Saturday, May 8, 2010

In Obama We Trust

Glenn Greenwald comments on the prevailing democratic liberal stance as we near Obama's nomination to replace John Paul Stevens on the Supreme Court: "Obama's choice [is] a good one by virtue of the fact that it's Obama choice."

This is a perfect summation of what remains the prevailing attitude regarding Obama. It was also the attitude toward Bill Clinton, welcomed by Party Liberals after Reagan and Bush 1. (I was excoriated by liberal friends for criticizing Clinton in the 90s. Friends were often enraged that I dare charge Clinton with doing some of the very things Bush and Reagan had.)

Glenn Greenwald points out, first, the obvious absurdity in this, second, the double standard of Democrats, and, third, the lack of thought, which is what should concern us the most — the sheer unwillingness to think that characterizes mainstream and conservative ideology in the US today.

That mainstream and right-wing (and plenty of the left) are devoured by a Cult of Personality shouldn't surprise us. The United States is today an Oligarchy with Cults of Personality at the core of a Religion of Obedience. Americans idolize actors, sports stars and select billionaires (currently a little out of favor with the Wall Street debacle). The growth in actors (Franken, Reagan, Schwarzenegger), sports stars (less common, but Bunning comes to mind), and billionaires (Bloomberg, Frist, Whitman, Fiorina) is a symptom of the relation between power, money and fame.

ll of this obliterates the need of voters, the public, to examine, reflect, think — which is precisely what is desired by those in power. We are expected to obey, and more than any other industrial democracy, we Americans do.

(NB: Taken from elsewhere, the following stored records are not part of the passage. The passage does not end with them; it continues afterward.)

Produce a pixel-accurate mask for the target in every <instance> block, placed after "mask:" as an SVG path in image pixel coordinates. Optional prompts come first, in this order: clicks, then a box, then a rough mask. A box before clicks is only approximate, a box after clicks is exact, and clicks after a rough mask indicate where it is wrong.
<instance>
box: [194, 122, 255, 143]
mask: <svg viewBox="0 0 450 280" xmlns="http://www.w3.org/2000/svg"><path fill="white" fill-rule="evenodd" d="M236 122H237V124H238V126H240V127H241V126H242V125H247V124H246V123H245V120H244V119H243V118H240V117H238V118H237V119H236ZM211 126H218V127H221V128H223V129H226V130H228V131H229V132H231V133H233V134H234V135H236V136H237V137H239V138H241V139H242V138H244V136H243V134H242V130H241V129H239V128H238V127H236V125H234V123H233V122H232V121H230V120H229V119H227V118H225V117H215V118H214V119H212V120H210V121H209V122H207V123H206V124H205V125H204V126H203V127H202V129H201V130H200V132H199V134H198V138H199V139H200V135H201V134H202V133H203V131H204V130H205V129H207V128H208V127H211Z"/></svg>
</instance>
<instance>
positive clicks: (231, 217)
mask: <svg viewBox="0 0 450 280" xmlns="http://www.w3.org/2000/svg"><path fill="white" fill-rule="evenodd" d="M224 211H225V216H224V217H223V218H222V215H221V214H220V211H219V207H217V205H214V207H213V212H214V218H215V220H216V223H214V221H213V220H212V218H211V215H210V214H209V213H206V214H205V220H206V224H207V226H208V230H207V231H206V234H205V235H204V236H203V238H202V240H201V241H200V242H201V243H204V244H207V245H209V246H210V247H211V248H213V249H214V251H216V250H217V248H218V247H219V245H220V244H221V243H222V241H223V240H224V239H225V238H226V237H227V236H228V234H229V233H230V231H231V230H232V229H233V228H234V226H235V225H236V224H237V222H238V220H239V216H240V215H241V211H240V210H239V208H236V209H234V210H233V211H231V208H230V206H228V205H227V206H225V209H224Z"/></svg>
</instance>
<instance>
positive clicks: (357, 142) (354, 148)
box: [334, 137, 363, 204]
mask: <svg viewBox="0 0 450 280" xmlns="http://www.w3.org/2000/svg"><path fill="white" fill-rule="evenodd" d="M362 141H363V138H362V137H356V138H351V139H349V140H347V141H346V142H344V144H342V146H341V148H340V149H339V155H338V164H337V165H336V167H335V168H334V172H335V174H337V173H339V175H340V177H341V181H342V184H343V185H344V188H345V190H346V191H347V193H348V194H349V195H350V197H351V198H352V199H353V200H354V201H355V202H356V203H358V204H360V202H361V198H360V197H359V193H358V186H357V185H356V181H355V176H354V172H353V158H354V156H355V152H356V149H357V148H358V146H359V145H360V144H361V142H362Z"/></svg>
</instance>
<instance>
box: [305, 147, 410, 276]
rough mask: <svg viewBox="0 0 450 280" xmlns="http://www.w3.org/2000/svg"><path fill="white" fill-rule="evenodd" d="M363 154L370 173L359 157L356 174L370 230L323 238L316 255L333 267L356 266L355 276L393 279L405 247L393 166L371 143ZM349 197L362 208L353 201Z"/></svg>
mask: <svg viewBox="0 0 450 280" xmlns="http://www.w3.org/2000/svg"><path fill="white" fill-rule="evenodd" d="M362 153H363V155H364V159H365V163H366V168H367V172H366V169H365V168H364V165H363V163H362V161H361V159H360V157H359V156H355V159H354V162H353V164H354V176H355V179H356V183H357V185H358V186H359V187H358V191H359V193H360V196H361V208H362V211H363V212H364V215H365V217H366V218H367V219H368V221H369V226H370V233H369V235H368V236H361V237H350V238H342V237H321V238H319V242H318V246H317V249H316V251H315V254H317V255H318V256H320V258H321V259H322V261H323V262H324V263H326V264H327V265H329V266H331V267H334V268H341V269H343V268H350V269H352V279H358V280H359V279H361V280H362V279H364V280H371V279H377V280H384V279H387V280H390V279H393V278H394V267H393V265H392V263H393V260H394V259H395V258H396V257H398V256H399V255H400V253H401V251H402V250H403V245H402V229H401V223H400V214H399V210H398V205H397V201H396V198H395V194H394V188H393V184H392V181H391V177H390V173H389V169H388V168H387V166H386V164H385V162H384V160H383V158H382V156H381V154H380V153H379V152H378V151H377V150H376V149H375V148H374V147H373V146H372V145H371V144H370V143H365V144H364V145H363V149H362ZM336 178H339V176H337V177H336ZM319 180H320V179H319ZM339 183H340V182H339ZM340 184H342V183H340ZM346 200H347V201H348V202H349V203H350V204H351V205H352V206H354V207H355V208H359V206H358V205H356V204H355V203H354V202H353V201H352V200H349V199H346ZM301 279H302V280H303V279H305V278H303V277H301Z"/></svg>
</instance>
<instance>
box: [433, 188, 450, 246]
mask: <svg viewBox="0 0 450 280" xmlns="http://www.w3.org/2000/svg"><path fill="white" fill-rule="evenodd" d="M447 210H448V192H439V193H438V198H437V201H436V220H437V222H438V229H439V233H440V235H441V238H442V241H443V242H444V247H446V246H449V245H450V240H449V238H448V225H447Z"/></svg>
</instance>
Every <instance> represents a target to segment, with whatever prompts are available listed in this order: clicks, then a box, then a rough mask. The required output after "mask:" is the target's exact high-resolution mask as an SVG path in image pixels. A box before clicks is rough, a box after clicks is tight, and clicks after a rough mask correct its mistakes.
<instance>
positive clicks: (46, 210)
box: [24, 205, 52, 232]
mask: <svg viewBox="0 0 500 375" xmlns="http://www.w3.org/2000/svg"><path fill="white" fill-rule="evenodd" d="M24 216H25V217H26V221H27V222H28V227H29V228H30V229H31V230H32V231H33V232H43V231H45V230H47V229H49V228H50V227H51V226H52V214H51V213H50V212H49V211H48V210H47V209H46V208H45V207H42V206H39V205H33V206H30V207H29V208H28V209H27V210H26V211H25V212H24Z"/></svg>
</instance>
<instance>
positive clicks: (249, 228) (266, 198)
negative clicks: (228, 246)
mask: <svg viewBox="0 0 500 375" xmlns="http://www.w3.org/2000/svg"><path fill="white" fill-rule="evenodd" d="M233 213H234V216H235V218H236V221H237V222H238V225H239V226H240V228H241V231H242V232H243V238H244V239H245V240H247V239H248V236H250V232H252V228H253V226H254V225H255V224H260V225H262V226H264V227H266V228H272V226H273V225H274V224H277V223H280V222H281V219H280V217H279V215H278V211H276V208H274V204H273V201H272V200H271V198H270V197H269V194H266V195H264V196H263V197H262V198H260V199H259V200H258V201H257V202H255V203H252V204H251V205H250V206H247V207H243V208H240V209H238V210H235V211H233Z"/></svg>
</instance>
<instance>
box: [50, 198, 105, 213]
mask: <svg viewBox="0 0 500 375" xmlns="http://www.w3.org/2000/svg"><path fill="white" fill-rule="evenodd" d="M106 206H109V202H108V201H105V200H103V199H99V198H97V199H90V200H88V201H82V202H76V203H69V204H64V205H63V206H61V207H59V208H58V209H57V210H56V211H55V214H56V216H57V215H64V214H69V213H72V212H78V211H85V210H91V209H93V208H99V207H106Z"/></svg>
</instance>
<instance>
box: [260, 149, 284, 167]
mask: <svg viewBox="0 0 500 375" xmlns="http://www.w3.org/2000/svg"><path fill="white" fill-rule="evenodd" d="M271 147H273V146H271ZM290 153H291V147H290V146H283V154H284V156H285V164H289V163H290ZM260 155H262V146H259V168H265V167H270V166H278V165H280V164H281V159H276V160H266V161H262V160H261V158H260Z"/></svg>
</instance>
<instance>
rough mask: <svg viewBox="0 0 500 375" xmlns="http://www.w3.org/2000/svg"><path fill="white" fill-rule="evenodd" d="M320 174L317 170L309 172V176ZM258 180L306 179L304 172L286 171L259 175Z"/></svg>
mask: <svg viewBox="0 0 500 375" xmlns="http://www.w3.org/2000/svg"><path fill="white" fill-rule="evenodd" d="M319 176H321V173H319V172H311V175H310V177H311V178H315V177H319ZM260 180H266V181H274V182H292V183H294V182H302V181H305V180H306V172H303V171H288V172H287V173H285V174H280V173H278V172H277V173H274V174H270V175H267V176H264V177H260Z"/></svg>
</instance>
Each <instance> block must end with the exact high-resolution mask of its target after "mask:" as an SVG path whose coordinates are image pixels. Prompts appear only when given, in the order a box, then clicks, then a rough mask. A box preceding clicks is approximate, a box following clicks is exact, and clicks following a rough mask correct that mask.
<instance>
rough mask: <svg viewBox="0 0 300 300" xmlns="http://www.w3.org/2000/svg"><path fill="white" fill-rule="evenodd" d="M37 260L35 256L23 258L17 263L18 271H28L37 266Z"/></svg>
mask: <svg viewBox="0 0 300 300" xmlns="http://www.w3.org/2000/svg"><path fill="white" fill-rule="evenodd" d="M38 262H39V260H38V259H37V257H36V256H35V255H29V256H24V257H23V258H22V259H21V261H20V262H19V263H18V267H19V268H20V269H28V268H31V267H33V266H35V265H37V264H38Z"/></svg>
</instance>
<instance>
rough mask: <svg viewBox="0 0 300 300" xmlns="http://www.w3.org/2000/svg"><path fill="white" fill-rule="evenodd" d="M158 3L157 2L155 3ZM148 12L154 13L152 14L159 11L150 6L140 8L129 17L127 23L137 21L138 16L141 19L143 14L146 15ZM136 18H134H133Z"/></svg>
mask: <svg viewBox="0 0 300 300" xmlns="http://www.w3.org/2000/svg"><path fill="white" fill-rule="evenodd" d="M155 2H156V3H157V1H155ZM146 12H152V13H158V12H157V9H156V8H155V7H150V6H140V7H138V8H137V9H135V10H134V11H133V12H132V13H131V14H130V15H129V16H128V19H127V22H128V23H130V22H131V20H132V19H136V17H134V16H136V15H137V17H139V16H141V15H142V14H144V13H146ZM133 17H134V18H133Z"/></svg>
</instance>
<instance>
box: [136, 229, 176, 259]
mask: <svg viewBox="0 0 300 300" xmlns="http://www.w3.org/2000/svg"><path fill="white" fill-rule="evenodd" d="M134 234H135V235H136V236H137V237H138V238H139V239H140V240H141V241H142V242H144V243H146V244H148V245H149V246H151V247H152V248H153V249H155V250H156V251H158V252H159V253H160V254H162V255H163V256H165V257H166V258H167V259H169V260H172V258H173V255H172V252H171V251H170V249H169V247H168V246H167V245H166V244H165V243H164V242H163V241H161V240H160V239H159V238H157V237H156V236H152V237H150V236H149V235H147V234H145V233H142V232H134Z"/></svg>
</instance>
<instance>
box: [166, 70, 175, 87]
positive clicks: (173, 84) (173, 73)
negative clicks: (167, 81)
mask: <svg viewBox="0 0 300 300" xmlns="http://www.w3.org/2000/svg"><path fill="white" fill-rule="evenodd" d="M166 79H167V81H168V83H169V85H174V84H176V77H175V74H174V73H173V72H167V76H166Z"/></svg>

This is further reflected in so-called institutions of higher learning, most notably Harvard, where we are expected to accept so and so's diktats for absolutely no other reason than the fact that he or she is at Harvard or Yale or Stanford. Conservatives are not upset so much by the mindless obedience to academic authority as they are to what they perceive (mistakenly) as the liberal leaning of that authority.

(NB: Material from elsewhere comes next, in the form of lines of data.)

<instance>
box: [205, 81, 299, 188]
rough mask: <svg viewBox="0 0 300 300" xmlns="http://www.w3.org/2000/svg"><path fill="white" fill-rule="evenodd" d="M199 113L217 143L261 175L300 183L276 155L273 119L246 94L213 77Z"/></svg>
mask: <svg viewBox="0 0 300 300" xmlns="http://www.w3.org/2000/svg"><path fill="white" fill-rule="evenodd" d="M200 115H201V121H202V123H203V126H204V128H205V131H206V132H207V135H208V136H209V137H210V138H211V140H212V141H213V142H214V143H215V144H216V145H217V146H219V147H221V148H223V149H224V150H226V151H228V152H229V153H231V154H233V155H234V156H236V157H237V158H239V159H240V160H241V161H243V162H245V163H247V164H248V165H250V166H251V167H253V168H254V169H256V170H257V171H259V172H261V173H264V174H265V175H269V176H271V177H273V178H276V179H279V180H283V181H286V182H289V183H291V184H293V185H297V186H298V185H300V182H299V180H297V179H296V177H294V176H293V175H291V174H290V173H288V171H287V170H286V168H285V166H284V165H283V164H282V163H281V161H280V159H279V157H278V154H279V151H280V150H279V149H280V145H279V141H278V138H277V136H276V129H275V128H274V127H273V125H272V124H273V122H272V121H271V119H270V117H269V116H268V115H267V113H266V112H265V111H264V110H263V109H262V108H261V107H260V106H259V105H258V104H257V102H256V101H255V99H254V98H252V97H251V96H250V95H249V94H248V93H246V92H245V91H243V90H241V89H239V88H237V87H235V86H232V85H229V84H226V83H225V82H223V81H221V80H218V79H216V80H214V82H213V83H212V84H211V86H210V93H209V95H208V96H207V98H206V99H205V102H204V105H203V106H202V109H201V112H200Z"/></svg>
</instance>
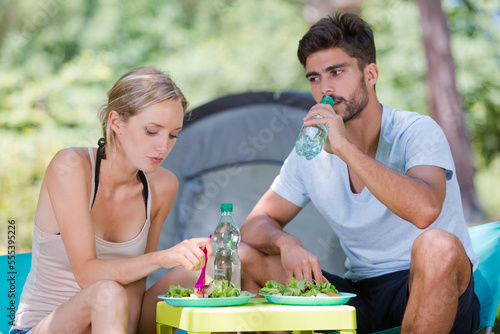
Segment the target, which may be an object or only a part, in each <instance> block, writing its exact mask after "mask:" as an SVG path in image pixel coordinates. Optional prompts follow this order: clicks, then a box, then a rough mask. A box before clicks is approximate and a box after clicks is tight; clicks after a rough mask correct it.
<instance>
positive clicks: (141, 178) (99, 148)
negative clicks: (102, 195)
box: [92, 138, 148, 215]
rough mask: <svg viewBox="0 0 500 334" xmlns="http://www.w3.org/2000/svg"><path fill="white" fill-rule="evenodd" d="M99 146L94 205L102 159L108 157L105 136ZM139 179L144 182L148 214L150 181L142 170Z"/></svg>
mask: <svg viewBox="0 0 500 334" xmlns="http://www.w3.org/2000/svg"><path fill="white" fill-rule="evenodd" d="M97 144H98V145H99V147H98V148H97V154H96V161H95V176H94V184H95V188H94V198H93V199H92V206H94V202H95V198H96V196H97V188H98V187H99V170H100V169H101V159H106V151H105V148H104V147H105V146H106V140H105V139H104V138H101V139H99V142H98V143H97ZM137 174H138V176H139V179H140V180H141V182H142V187H143V190H142V197H144V203H145V204H146V215H147V208H148V181H147V180H146V175H144V172H143V171H142V170H140V171H139V172H138V173H137Z"/></svg>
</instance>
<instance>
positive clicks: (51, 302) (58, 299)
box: [13, 147, 151, 329]
mask: <svg viewBox="0 0 500 334" xmlns="http://www.w3.org/2000/svg"><path fill="white" fill-rule="evenodd" d="M88 150H89V156H90V161H91V164H92V181H93V182H92V186H91V195H90V201H89V210H90V209H91V208H92V204H93V199H94V194H95V189H96V184H97V182H94V180H96V178H95V175H96V174H95V173H96V168H95V166H96V163H95V161H94V153H93V149H92V148H91V147H89V148H88ZM141 173H142V172H141ZM143 175H144V176H145V174H143ZM145 180H146V181H145V188H146V187H147V194H148V196H147V203H146V212H147V213H146V222H145V223H144V226H143V227H142V230H141V232H140V233H139V234H138V235H137V236H136V237H135V238H133V239H131V240H129V241H125V242H120V243H115V242H109V241H106V240H103V239H101V238H99V237H97V236H96V237H95V241H96V252H97V257H98V258H100V259H121V258H130V257H134V256H138V255H141V254H144V252H145V250H146V244H147V239H148V232H149V226H150V214H151V191H150V187H149V182H148V181H147V177H145ZM96 181H97V180H96ZM33 225H34V231H33V245H32V253H33V257H32V261H31V271H30V273H29V275H28V278H27V280H26V283H25V285H24V288H23V291H22V294H21V298H20V301H19V307H18V310H17V312H16V321H15V326H14V327H13V328H15V329H26V328H31V327H33V326H35V325H36V324H37V323H38V322H39V321H40V320H42V319H43V318H44V317H46V316H47V315H48V314H50V313H51V312H52V311H54V310H55V309H56V308H57V307H58V306H59V305H61V304H62V303H64V302H65V301H67V300H68V299H69V298H71V297H72V296H74V295H75V294H76V293H77V292H78V291H80V290H81V289H80V286H79V285H78V284H77V282H76V280H75V277H74V275H73V272H72V270H71V265H70V262H69V260H68V256H67V254H66V250H65V248H64V244H63V242H62V238H61V236H60V235H59V234H57V235H55V234H49V233H46V232H43V231H41V230H40V229H39V228H38V227H37V226H36V222H35V220H34V219H33Z"/></svg>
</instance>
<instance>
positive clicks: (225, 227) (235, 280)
mask: <svg viewBox="0 0 500 334" xmlns="http://www.w3.org/2000/svg"><path fill="white" fill-rule="evenodd" d="M220 209H221V218H220V221H219V224H218V225H217V227H216V228H215V231H214V235H213V240H214V244H215V260H214V264H215V266H214V267H215V268H214V276H215V277H214V278H215V279H216V280H227V281H228V283H229V282H232V283H233V284H234V285H235V286H236V287H237V288H238V289H240V290H241V261H240V257H239V255H238V245H239V244H240V230H239V228H238V226H236V224H235V223H234V220H233V204H231V203H222V204H221V206H220Z"/></svg>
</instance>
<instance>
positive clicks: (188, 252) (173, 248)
mask: <svg viewBox="0 0 500 334" xmlns="http://www.w3.org/2000/svg"><path fill="white" fill-rule="evenodd" d="M204 249H206V250H207V258H211V257H212V255H213V253H214V245H213V243H212V240H210V239H209V238H193V239H187V240H184V241H182V242H181V243H179V244H177V245H175V246H174V247H172V248H169V249H166V250H164V251H160V252H158V255H159V257H160V259H159V261H160V262H159V263H160V265H161V266H162V267H164V268H172V267H176V266H183V267H184V268H186V269H187V270H200V269H201V268H202V267H203V265H204V264H205V253H204V252H203V250H204Z"/></svg>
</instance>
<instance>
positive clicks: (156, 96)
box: [99, 67, 188, 151]
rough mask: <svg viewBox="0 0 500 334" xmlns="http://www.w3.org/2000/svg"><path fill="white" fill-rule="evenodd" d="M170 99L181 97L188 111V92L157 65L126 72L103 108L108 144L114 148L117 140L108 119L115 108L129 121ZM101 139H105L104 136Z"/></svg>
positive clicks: (124, 120)
mask: <svg viewBox="0 0 500 334" xmlns="http://www.w3.org/2000/svg"><path fill="white" fill-rule="evenodd" d="M167 100H175V101H179V102H180V103H181V105H182V109H183V111H184V114H185V113H186V110H187V106H188V102H187V100H186V98H185V97H184V94H183V93H182V91H181V90H180V89H179V87H177V85H176V84H175V83H174V82H173V81H172V79H171V78H170V76H168V75H167V74H165V73H164V72H162V71H160V70H158V69H157V68H155V67H138V68H135V69H133V70H131V71H129V72H127V73H125V74H124V75H123V76H122V77H121V78H120V79H118V81H117V82H116V83H115V85H114V86H113V88H111V90H110V91H109V92H108V102H107V103H105V104H104V105H103V106H102V107H101V110H100V111H99V120H100V122H101V126H102V133H103V137H104V139H105V143H106V144H107V146H108V148H109V149H110V150H111V151H114V150H115V144H116V141H115V133H114V131H113V130H111V127H110V126H109V123H108V119H109V113H110V112H111V111H112V110H115V111H116V112H117V113H118V114H119V115H120V117H121V118H122V119H123V120H124V121H125V122H126V121H127V120H128V119H129V118H130V117H132V116H134V115H136V114H137V113H138V112H139V111H141V110H142V109H144V108H147V107H149V106H151V105H153V104H156V103H159V102H162V101H167ZM99 142H100V143H102V140H100V141H99ZM102 144H104V143H102ZM100 145H101V144H100Z"/></svg>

Edward Said captured this all beautifully with his essay on the countervailing role of the true intellectual (Chomsky, Baldwin, de Beauvoir, Galbraith, Malcolm X and, I will add, Greenwald) — Representations of the Intellectual.

Why is the problem so severe in the US (and to a lesser extent Britain)? The US is in an essentially defensive posture today. It has seen its peak, its best of times. Those benefiting from the best of times now seek primarily to defend against decline. It's an old story.